Le verbe et la folie

Succès du Off du dernier Festival d’Avignon, On a fort mal dormi, d’après Patrick Declerck, est repris au Rond-Point. Une œuvre majeure sur les clochards de Paris.

Anaïs Heluin  • 15 février 2017 abonné·es
Le verbe et la folie
© Photo : Compagnie coup de poker

Jean-Christophe Quenon a la trouille et il le dit. Sans détours. Il faut dire qu’il a de quoi. Il a même doublement de quoi : en tant que comédien sur le point de commencer un spectacle sur les sans-abri, et en tant que Patrick Declerck jeune, en pleine préparation de sa première immersion au sein du centre d’accueil de Nanterre. Peu à peu, Jean-Christophe Quenon s’effacera derrière son personnage de psychologue et ethnologue, fondateur de la première consultation d’écoute au sein de Médecins du monde. Mais pas entièrement.

Dans On a fort mal dormi, le metteur en scène Guillaume Barbot ne cherche jamais à faire oublier la distance qui sépare le théâtre du milieu décrit par Patrick Declerck dans Les Naufragés (2001) et Le sang nouveau est arrivé (2005). Il parvient d’autant mieux à faire entendre la singularité de ces deux textes et celle des « clochards » ou « fous de l’exclusion ». Ces êtres à qui « le monde est odieux. Non pas ceci ou cela dans le monde, mais le monde lui-même, le monde dans sa structure, le monde dans son être ».
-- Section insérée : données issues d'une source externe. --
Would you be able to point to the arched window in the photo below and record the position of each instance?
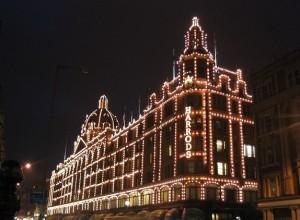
(133, 200)
(176, 193)
(147, 198)
(193, 191)
(230, 195)
(212, 193)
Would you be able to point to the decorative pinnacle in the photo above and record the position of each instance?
(195, 21)
(103, 102)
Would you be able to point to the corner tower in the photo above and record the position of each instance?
(196, 60)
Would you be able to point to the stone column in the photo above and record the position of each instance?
(294, 213)
(298, 212)
(269, 215)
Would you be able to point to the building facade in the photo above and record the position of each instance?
(191, 150)
(277, 115)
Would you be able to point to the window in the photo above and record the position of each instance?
(222, 168)
(250, 196)
(177, 193)
(221, 145)
(273, 188)
(191, 167)
(297, 77)
(230, 195)
(147, 198)
(193, 192)
(193, 100)
(170, 151)
(168, 109)
(164, 195)
(212, 193)
(219, 102)
(133, 200)
(150, 120)
(249, 150)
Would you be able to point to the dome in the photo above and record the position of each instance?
(102, 118)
Tout en délicatesse, le parallèle que fait Guillaume Barbot entre le métier d’acteur et celui de psychologue auprès de sans-abri offre à Jean-Christophe Quenon la possibilité de jouer de sa ressemblance physique avec Philippe Declerck et de déployer toutes ses nuances de jeu. Sa capacité à allier colère, voire haine, et empathie tout au long de son monologue d’une heure vingt. Il s’approprie ainsi les œuvres hybrides, à la fois savantes et pleines d’une gouaille née au contact de la rue. Sur une simple structure en bois où il s’affaire à des simulacres de tâches quotidiennes, le comédien met le jaillissement de cette langue singulière au centre de sa performance.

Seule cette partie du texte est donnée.